The agent can run as one of several named agents, each with its own persona, tool policy, MCP servers, and guardrails.

Per-agent folders — each agent lives in app/agents/<agent_id>/ and is self-contained, with its own agent_config.yaml, tool_policy.yaml, mcp_servers.yaml, guardrails_policy.yaml, compaction_policy.yaml, and meta.yaml. The shipped agents are default (life-coach persona), researcher (factual research aide with lighter guardrails; run_shell enabled in host mode), and researcher_docker (same persona with run_shell in Docker-sandbox mode).
Per-agent model — meta.yaml's model field sets the OpenRouter model for that agent. Omit it (or model: null) to use the OPENROUTER_MODEL env default. A provider: field selects the LLM adapter (default openrouter — see LLM Adapter).
Per-agent on/off — meta.yaml's enabled flag controls whether an agent is selectable. Toggle with manage_agents enable|disable <id>.
Manifest — app/agents/registry.yaml records the default agent. If the default is disabled, the first enabled agent is used.
Memory isolation — long-term memory is keyed per (user_id, agent_id), so each agent keeps its own facts per user.

Progressive Tool Loading

Tools are split into three tiers:

Tier	Description
Core tools	Always bound to the LLM every turn (defined in `tool_policy.yaml` → `core_tools`)
Meta-tools	Always bound; provide the discovery surface (`search_tools`, `load_tools`, `list_tools`, `unload_tools`)
Deferred tools	Registered in the `ToolRegistry` but NOT bound until the LLM calls `load_tools([...])`

Discovery loop: search_tools("<keyword>") → pick names → load_tools([...]) → call the tool. Activated tools persist for the rest of the thread (up to max_active, LRU eviction after that).

MCP Integration

External MCP servers are declared in the agent's mcp_servers.yaml. On startup, tool metadata is fetched from all enabled servers and registered into the ToolRegistry under their server name as namespace. MCP tools enter the same deferred-discovery surface as local tools — they are NOT bound to the LLM until activated via load_tools.

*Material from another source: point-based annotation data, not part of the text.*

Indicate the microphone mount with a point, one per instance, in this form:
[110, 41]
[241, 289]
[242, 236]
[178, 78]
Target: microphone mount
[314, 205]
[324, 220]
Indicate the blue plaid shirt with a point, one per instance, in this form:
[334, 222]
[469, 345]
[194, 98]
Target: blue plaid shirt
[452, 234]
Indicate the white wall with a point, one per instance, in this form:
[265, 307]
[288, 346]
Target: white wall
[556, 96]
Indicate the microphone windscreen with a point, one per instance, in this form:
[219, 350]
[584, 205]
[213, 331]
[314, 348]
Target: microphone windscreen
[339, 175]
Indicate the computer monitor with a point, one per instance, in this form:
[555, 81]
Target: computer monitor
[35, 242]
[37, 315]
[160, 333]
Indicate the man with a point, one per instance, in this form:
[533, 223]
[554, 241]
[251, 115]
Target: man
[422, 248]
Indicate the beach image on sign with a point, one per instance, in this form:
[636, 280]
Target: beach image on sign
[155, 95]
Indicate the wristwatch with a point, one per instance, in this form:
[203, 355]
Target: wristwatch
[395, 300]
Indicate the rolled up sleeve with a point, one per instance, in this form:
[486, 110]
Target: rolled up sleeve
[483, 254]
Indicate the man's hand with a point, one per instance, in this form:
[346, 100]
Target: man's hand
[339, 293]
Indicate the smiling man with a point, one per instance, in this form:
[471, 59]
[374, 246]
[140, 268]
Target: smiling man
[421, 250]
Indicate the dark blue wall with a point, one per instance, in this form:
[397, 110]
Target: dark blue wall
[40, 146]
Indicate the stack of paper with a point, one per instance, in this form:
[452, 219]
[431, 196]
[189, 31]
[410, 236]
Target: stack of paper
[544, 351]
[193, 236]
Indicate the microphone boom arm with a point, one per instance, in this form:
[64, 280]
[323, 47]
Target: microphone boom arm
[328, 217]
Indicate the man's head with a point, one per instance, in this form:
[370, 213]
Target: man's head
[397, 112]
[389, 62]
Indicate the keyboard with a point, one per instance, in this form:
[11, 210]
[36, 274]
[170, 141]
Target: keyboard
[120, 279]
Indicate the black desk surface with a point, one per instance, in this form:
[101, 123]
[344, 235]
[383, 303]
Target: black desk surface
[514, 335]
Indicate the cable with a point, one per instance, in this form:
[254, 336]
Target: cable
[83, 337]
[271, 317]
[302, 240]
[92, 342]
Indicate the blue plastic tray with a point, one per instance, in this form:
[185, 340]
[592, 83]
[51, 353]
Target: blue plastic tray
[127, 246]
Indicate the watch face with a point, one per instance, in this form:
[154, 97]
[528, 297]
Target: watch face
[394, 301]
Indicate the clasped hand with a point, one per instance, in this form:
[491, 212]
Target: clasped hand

Supported transports: stdio, sse, streamable_http, websocket, plus OAuth (F18). A live McpManager (app/tools/mcp_manager.py) owns per-server state and a ServerStatus snapshot, holds a persistent session per server (one owner task keeps it open so tool calls reuse it — large latency win), and re-ingests tools into the shared registry on every connect so discovery stays current. connect / disconnect / reconnect are driven live from the F17 panel or /mcp. OAuthConfig picks the flow (auto / authorization_code / device_code; device-code when headless); tokens are cached and refreshed per request. Server failures are non-fatal; the rest of the registry is unaffected.

Subagents

The parent can delegate a subtask to a child subagent via spawn_subagent (or dispatch_subagents for parallel fan-out). Each child is a fresh graph on a namespaced thread with its own persona, empty history, and a restricted toolset; only a compact result is folded back into the parent.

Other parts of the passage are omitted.